Worse, however, was to come. There were plans for a Revival at the end of April, with visiting preachers and street processions, and this was a topic of some discussion.
Ordinarily Ida would have enjoyed a Revival. She had always loved the thrill of such great occasions, of being part of an ecstatic throng, engulfed in waves of sound with the swell of the organ or the band or simply the joyous hymn-singing of several hundred folk. Not to mention the public commitments, when new converts or those who had strayed came forward and gave themselves to the Lord. Not that Ida would ever, could ever, do such a thing, wanting only to be a part of the whole and in no way to stand out but there was something frighteningly thrilling in witnessing other, braver, folk do what she did not dare.
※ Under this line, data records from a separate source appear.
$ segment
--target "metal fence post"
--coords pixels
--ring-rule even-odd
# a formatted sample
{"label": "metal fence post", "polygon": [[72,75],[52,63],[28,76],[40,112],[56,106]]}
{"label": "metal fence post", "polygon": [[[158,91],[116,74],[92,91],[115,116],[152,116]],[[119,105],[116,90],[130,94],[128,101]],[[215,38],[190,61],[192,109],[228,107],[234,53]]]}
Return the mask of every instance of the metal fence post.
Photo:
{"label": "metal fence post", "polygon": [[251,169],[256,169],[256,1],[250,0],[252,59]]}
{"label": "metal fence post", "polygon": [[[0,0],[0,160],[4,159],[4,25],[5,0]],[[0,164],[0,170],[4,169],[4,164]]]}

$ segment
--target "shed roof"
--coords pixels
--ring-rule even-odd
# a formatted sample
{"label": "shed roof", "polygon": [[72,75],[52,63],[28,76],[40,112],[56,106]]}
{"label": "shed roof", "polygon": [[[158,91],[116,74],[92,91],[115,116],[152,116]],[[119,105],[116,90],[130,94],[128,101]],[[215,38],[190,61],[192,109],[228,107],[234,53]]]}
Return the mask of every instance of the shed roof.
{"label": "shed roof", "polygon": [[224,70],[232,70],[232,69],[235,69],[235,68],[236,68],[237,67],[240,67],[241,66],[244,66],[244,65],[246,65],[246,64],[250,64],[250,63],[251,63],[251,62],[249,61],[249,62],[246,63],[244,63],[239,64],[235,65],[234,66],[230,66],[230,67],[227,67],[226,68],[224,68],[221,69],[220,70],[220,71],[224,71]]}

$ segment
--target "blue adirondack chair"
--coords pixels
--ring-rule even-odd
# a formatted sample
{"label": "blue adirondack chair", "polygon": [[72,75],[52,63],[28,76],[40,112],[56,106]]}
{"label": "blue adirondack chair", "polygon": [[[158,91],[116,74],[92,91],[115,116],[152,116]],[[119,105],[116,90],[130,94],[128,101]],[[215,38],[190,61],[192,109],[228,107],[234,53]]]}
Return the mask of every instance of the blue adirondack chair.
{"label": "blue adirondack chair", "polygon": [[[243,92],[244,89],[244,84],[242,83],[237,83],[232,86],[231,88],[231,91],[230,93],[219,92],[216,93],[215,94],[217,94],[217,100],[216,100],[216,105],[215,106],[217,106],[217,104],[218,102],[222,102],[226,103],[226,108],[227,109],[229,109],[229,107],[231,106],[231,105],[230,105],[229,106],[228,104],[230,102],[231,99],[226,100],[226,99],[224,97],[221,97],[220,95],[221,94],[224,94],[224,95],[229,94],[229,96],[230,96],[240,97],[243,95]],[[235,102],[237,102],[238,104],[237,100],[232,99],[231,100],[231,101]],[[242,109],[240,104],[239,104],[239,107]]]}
But now, it seemed, anonymity was not allowed and, as the last cups of tea were drained and Arnold settled further into his chair in preparation for his post-prandial snooze, Mr Tompkins produced from a brown, leather case a sheaf of papers filled with columns of words and numbers in his tidy, shop-keeper’s script so that for a moment it seemed he must have brought his shop accounts with him.
Until his wife unfolded a separate list of names and put on a pair of wire-framed spectacles…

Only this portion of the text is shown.